中国が台湾東部海域で「海上交通特別取り締まり作戦」を実施する中、台湾当局はこれを「国際法違反だ」と反発し、艦艇を派遣して対応した。
台湾の海洋委員会海巡署(海巡署)は7日、声明を発表し、「中国は台湾東部海域においていかなる主権的権利も有していない」としたうえで、「中国の関連措置は国際法に違反するものであり、事実を著しく歪曲している」と批判した。また、「統合的な偵察・監視・捜索体制を通じて中国船舶の動向を継続的に監視している」とし、「必要な艦艇を配置し、適切に対応している」と説明した。
同日夕方、海巡署は別の声明で、「中国海警船3隻と救助船1隻の計4隻が、同日午後2時5分ごろ、台湾最南端の鵝鑾鼻の南西約30海里にある台湾の制限水域に進入した」と明らかにした。さらに、「『高雄艦』などを投入して中国船舶を監視し、直ちに無線で退去を要求した。
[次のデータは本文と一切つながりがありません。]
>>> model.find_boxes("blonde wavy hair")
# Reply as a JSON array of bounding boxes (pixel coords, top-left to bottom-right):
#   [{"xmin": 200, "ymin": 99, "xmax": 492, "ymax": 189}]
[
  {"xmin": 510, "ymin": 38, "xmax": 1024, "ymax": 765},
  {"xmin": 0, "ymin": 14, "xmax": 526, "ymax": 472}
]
約3時間後の午後5時30分ごろには、4隻すべてを制限水域の外へ退去させた」と述べた。
これに先立つ6日、中国交通運輸部は、「福建省海事局や広東省海事局、東海航海保障センター、東海救助局を動員し、台湾東部海域で海上交通特別取り締まり作戦を実施する」と発表した。
交通運輸部は、「今回の作戦は中国の海上行政・法執行管轄権を全面的に実施するものだ」とし、深海・遠洋海域における巡視・法執行能力や、重点水域での交通管制能力を強化し、海上交通の安全を確保するとともに、国家権益を守ることが目的だと伝えた。
中国側は特に、「日本とフィリピンが『中国台湾島』東側海域を巡る海域境界画定交渉の開始を一方的に宣言し、中国の領土主権と海洋権益を著しく侵害した」と主張し、今回の作戦はこれに対する必要な措置だと訴えた。
これに対し、台湾海巡署は、中国の作戦に備えて警戒態勢を維持していると明らかにした。
海巡署は現在、「高雄艦」「淡水艦」「吉安艦」「長濱艦」「花蓮艦」などの巡視船5隻と100トン級巡視艇2隻を関連海域に配置し、監視を強化している。さらに、「中国が日本とフィリピン間の交渉を口実に管轄権を行使しようとしている」と厳しく非難し、「あらゆる手段を講じて国家主権と海洋安全を守る」と強調した。